I took Preston to a new groomer a few months ago. She shaved the hair between the eyes and around them. I'll try to attach a picture. As it grows out it blocks his eyes, which is no good. I'm the new groomer these days and I'm not sure what to do. Should I cut some of it, all of it, or none of it? Can I gel it back as it grows out? Help!!!:mellow:


----------



## bellaratamaltese (May 24, 2006)

Personally I would just let it grow, if you like the way it looks longer. It will be a pain but will eventually grow enough so it won't be a problem! 

He looks adorable, he really does!


----------



## Orla (Jul 5, 2009)

Back in December a similar thing happened Milo at the groomer - the hair in between his eyes was cut. Just in the past week or so it has barely become long enough to tie into his topknot but while it was growing and covering his eyes I used some gel (#1 all systems invisible hold) to keep it out of his eyes. 

Preston is such a cutie!!


----------



## Chalex (Feb 19, 2010)

Thanks for the responses. Orla, what is #1 all systems invisible hold and where could I get it?


----------



## Orla (Jul 5, 2009)

Chalex said:


> Thanks for the responses. Orla, what is #1 all systems invisible hold and where could I get it?

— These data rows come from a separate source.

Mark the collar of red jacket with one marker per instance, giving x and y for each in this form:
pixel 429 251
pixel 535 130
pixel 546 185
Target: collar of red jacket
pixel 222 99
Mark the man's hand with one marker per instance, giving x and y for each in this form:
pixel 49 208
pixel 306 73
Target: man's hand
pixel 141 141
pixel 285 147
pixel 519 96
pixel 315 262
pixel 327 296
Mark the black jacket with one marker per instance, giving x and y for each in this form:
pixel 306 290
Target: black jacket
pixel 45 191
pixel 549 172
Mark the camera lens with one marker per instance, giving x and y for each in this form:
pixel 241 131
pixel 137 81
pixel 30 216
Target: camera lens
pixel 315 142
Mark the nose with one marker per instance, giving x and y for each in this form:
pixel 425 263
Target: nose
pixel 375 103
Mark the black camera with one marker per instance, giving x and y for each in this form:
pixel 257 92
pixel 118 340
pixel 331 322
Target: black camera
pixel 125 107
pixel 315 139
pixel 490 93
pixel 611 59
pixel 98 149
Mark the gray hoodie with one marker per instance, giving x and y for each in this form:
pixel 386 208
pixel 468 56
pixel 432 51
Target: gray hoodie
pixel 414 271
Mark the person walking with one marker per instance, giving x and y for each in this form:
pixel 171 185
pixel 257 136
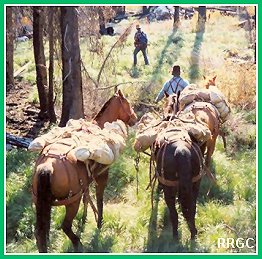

I presume it is available in the states.
I got it online on an Irish dog show supply store.

Thats just the particular one I use,I'm sure there are other brands of gel for dogs too. I am not sure what American sites sell them though.


----------



## pammy4501 (Aug 8, 2007)

Yup Cathy, same thing happened here. Maybe not as severe. The groomer forgot about my "NO CUTTING FACE HAIR" rule and snipped some hair around Truffles eyes. I am just letting it grow out. What else can you do? She has to peer aroung it now, which is kind of funny at times because I swear she is giving me the stink eye! (but maybe she is!!) And Preston is ADORABLE as always!


----------



## Luna'sMom (Oct 7, 2007)

Gah I just got Luna groomed and the groomer shaved the top of her muzzle... sigh! I said to tidy her face up and they just shaved her muzzle and left all her beard hair long. 

I've decided to purchase my owner clippers and do it myself from now on! 

I will be letting it grow out as I prefer it longer on the muzzle (helps avoid staining as the hair isn't irritating the eyes as much).


----------



## RaeRae (Apr 16, 2011)

I went through the same thing about 3 months ago!
What's with groomers and shaving the muzzle when we ask them to tidy up their faces? 

I started to clean/wash the area around his eyes every day because, yeah it does get in his eyes. After about 3months of letting it grow out, Mochi could not see at all!! So I decided to cut it myself.  I know, it's so frustrating. You might be able to get clips and clip his hair away from his eyes?


----------



## Cosy (Feb 9, 2006)

I would use something like neosporin to slick it down a bit so if it gets in the eyes it won't hurt him. Some of the gels can irritate if it gets in the eyes.


----------



## Johita (Jul 10, 2009)

Argghhh why can't they listen! I think it would be less work for them if they did. In any case, I suggest as others and just let it grow. I use cocnut oil to help hold Aolani's bangs up and off his face when he doesn't have a top knot on and maybe it will help on the sides too. I think Preston is a cutie either way and I miss seeing pics of him.


----------



## jmm (Nov 23, 2004)

Neosporin should not go in the eyes. If you want an ointment-like substance plain artificial tears ointment would work. 

I use satin creme myself.


----------



## Chalex (Feb 19, 2010)

I guess I'll let it grow out and try different things to keep his hair out of his eyes. I have coconut oil so I can try that, but I don't see that holding well. I can try a little hair gel and just keep it away from his eyes. If a stranger comes in the house and he can't see, he'll bite! He's very protective of his people!!!


----------